Lorinet was speaking at a time when Trafigura looks back on a tricky year with lower sales and profits but it was key that he is confidently forecasting a cyclical upswing in Asia. Europe is not dealing with cyclical issues but with structural ones – as Chancellor George Osborne will have to try to explain in his Autumn Statement tomorrow – and therefore we will have to assume that Japanese style ossification has either set in or is about to. Whatever shorter-term dynamism there is in the global economy will have to be sought in East Asia.

Time to get one’s hands dirty

Long cycle industries, on the other hand, such as commercial real estate with its long, long lead times might well have its merits. I dined with a real estate guy in London not long ago who has done rather better than most of us and who sniffed the downturn in good time. Timing, as we know, is everything.

However, in slow moving sectors where one can’t put on and take off one’s hedges six times in a day, having an instinct for the inflection points is of significantly greater importance than for bond or equity traders who can turn on a sixpence. He said to me somewhat out of the blue that he was beginning to feel more constructive on the outlook for his business and that after several years of unwinding positions and building up cash, he sensed that the time to get one’s hands dirty again was approaching.

Commodity prices are still depressed and commodity indices have performed badly this year. Oil has been particularly tricky; WTI entered the year at around US$100pbb and by March had risen to the US$110pbb area. Word on the Street was that it would not go below US$100 again in our lifetime. By the end of June, in the depth of the eurozone crisis it was back down at US$80 – so much for “never”.

Word on the Street was that it [oil price] would not go below US$100 again in our lifetime. By the end of June, in the depth of the eurozone crisis it was back down at US$80 – so much for “never”

This was the volatility which wiped out the CTA’s performance. By September it was back at US$100 and is now to be found in the high US$80s. High to low this year was 27% and year to date is -12.25%. As an asset class, commodities have been an expensive diversification and one which low underlying returns cannot really afford to support. And yet…

Oil is a difficult one to deal with. The exponential growth in shale gas extraction in the US has put a line through previous predictions and I understand that even those iconic American 16-wheeler truckers are beginning to turn to gas (as opposed to gasoline) power.
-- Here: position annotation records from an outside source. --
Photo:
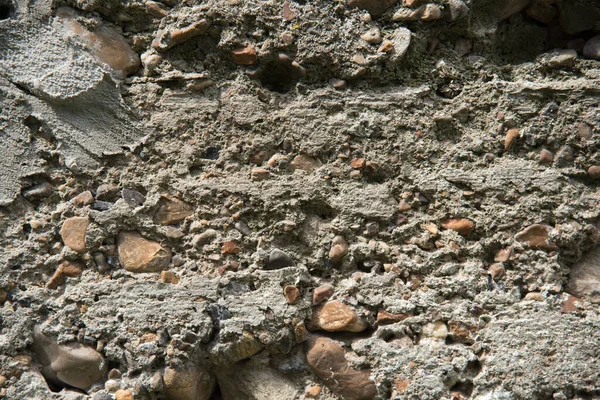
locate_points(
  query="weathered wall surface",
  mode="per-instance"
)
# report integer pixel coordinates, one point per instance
(361, 199)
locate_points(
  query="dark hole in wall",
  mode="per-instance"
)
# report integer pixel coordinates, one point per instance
(6, 10)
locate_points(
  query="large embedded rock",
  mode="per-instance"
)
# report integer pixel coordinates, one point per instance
(138, 254)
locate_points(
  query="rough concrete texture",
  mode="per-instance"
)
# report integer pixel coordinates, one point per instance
(294, 199)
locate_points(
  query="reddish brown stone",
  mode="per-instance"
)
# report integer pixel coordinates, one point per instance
(569, 305)
(461, 225)
(594, 172)
(503, 255)
(335, 316)
(536, 236)
(67, 269)
(172, 210)
(292, 294)
(321, 294)
(230, 248)
(73, 233)
(496, 271)
(138, 254)
(384, 317)
(327, 359)
(510, 138)
(244, 55)
(374, 7)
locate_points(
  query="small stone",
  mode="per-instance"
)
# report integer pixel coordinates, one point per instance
(292, 294)
(106, 192)
(357, 163)
(503, 255)
(339, 248)
(338, 84)
(372, 36)
(172, 210)
(204, 238)
(546, 157)
(321, 294)
(334, 316)
(374, 7)
(188, 384)
(167, 39)
(304, 163)
(73, 233)
(230, 247)
(260, 174)
(327, 359)
(38, 191)
(461, 225)
(559, 58)
(458, 10)
(462, 47)
(569, 305)
(168, 277)
(403, 205)
(313, 391)
(83, 199)
(591, 49)
(384, 317)
(123, 394)
(536, 237)
(72, 363)
(386, 46)
(245, 55)
(133, 197)
(584, 130)
(138, 254)
(435, 330)
(279, 259)
(496, 271)
(594, 172)
(242, 227)
(534, 296)
(510, 138)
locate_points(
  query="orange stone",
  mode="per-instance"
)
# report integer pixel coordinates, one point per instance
(536, 237)
(292, 294)
(511, 137)
(230, 248)
(335, 316)
(73, 233)
(384, 317)
(461, 225)
(244, 55)
(138, 254)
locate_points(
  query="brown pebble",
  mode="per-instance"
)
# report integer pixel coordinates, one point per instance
(123, 394)
(384, 317)
(168, 277)
(73, 233)
(230, 248)
(503, 255)
(594, 172)
(461, 225)
(511, 137)
(244, 55)
(322, 293)
(292, 294)
(496, 271)
(569, 305)
(546, 157)
(83, 199)
(260, 174)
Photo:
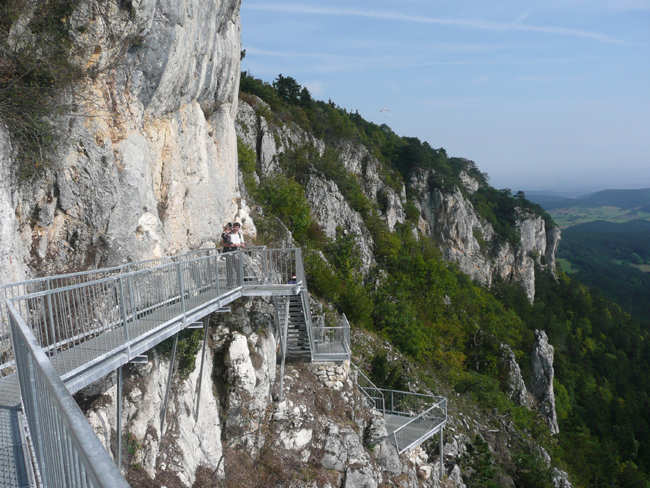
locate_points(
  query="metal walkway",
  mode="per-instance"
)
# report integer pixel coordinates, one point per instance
(69, 331)
(411, 418)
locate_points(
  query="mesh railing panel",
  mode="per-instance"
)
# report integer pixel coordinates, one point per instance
(67, 451)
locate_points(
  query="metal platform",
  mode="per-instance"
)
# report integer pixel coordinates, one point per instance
(69, 331)
(411, 418)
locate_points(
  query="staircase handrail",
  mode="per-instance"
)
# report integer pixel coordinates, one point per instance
(26, 287)
(304, 296)
(66, 449)
(372, 387)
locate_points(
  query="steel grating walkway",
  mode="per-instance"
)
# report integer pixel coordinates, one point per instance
(77, 328)
(12, 462)
(411, 418)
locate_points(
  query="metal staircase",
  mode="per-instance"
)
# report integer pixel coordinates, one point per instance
(298, 344)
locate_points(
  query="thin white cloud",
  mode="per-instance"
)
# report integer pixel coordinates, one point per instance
(457, 22)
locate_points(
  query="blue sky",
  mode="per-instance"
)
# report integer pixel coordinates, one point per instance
(542, 95)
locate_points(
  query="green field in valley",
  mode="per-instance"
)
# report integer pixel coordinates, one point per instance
(567, 217)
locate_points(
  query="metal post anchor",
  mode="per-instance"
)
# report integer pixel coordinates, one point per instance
(285, 333)
(170, 376)
(442, 466)
(206, 322)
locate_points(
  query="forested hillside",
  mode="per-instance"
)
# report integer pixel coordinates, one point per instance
(436, 315)
(615, 258)
(608, 205)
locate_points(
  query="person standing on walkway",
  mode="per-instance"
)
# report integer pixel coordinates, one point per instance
(225, 238)
(236, 237)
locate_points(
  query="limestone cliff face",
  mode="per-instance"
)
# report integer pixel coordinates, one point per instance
(148, 166)
(270, 139)
(322, 434)
(448, 217)
(469, 241)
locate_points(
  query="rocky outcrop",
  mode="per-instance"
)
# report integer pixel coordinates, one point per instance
(515, 387)
(542, 380)
(322, 425)
(469, 241)
(13, 250)
(185, 444)
(148, 167)
(331, 210)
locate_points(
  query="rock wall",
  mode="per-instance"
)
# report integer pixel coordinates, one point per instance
(542, 380)
(321, 434)
(149, 165)
(469, 241)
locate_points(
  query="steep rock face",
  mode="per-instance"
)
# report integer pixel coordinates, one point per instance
(468, 240)
(331, 210)
(149, 167)
(270, 139)
(322, 426)
(12, 244)
(185, 444)
(542, 379)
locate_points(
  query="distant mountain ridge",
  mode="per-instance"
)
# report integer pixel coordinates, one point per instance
(607, 205)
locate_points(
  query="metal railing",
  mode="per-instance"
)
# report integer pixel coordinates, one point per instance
(68, 325)
(420, 416)
(373, 395)
(68, 453)
(304, 297)
(112, 310)
(411, 418)
(48, 283)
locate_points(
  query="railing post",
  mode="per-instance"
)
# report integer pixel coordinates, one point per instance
(442, 466)
(241, 268)
(206, 322)
(216, 273)
(36, 436)
(181, 288)
(170, 376)
(131, 298)
(123, 309)
(118, 457)
(51, 314)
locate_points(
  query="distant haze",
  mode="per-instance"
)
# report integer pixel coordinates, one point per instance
(542, 95)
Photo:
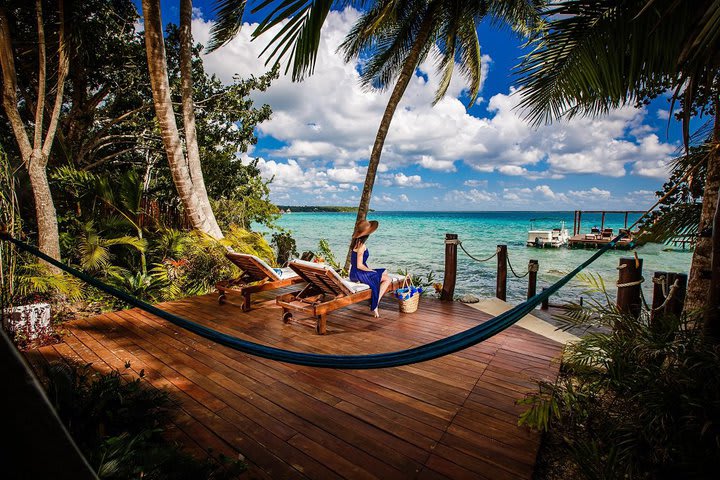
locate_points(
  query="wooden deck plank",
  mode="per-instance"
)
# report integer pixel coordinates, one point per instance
(453, 417)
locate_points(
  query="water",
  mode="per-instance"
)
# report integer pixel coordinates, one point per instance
(416, 241)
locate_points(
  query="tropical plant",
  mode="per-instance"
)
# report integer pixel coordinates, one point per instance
(118, 422)
(186, 171)
(396, 36)
(35, 155)
(285, 247)
(638, 398)
(597, 55)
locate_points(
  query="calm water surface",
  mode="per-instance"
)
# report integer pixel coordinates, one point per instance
(415, 241)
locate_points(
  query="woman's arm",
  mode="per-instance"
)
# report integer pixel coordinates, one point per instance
(359, 260)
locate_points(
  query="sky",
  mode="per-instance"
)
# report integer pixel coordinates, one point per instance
(443, 157)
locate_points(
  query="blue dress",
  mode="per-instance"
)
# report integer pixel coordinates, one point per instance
(371, 278)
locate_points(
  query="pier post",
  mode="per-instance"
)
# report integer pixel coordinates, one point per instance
(663, 285)
(501, 285)
(533, 267)
(448, 291)
(628, 285)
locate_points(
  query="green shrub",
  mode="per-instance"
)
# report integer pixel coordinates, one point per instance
(118, 423)
(641, 400)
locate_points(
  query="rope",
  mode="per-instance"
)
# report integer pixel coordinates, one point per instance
(634, 283)
(477, 259)
(513, 270)
(429, 351)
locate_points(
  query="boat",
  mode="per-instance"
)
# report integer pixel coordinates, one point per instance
(556, 237)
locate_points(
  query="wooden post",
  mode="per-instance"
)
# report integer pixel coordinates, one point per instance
(448, 291)
(501, 286)
(663, 283)
(628, 296)
(533, 267)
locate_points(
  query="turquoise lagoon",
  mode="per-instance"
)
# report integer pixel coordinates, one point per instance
(415, 241)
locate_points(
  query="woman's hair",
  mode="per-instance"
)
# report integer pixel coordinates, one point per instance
(359, 241)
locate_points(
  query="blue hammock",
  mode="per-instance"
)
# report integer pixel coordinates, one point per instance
(422, 353)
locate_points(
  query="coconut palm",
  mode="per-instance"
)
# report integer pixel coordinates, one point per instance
(399, 34)
(600, 55)
(35, 150)
(186, 171)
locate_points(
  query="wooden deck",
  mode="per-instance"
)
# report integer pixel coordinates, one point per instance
(454, 417)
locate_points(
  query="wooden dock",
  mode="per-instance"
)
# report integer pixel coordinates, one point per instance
(453, 417)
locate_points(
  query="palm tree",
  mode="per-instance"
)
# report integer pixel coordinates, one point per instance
(186, 171)
(399, 34)
(35, 155)
(599, 55)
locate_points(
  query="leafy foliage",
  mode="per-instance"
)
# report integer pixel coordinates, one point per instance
(285, 247)
(119, 423)
(636, 400)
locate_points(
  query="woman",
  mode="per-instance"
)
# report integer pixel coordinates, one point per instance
(377, 279)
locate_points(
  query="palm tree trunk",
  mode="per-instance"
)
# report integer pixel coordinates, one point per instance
(404, 78)
(711, 325)
(191, 143)
(157, 65)
(35, 156)
(700, 270)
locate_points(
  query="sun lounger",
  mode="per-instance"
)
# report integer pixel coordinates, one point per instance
(257, 276)
(326, 291)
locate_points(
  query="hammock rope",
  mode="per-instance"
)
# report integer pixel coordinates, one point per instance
(429, 351)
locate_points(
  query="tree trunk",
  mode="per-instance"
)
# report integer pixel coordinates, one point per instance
(712, 314)
(48, 235)
(700, 269)
(157, 65)
(191, 144)
(35, 155)
(406, 74)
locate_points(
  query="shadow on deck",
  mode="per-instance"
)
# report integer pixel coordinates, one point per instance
(453, 417)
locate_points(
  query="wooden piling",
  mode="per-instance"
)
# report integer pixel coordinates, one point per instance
(501, 285)
(629, 284)
(448, 290)
(663, 285)
(533, 267)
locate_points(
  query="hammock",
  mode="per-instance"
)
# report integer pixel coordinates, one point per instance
(422, 353)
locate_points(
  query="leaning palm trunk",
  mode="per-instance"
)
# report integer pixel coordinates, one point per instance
(406, 74)
(35, 155)
(191, 143)
(699, 280)
(181, 173)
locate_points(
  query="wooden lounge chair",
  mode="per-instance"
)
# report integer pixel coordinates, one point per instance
(326, 291)
(257, 276)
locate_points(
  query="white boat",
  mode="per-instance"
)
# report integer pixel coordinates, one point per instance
(556, 237)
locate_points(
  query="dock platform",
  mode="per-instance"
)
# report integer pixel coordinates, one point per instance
(453, 417)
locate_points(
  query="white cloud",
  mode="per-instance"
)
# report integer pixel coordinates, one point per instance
(431, 163)
(402, 180)
(328, 124)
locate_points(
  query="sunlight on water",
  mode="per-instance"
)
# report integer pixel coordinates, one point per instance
(415, 240)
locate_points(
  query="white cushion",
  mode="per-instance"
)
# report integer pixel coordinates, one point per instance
(286, 273)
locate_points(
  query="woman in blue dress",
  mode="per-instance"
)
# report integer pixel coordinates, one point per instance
(377, 279)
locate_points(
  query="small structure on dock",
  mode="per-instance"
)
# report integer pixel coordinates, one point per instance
(599, 237)
(541, 238)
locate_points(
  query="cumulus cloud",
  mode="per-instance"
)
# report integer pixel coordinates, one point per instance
(327, 124)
Petrol prices are falling in the US; a New York friend told me yesterday that he’s found fuel at below US$3/gallon in the Carolinas. That’s not something which we Europeans would recognise.

Soft commodities and metals, on the other hand, might really be ready to bounce and rather than bemoaning how badly they have done in 2012, it might be time to plan for increased exposure in 2013 when an overweight in bonds will, in all likelihood, be the principal drag on performance. Goldman Sachs has a 7% performance penned in for commodities for next year. I might of course be wrong – I have a terrific track record in being wrong – but it is certainly worth giving commodities another chance in the strategic asset allocation, be that through equities, commodity funds or CTAs.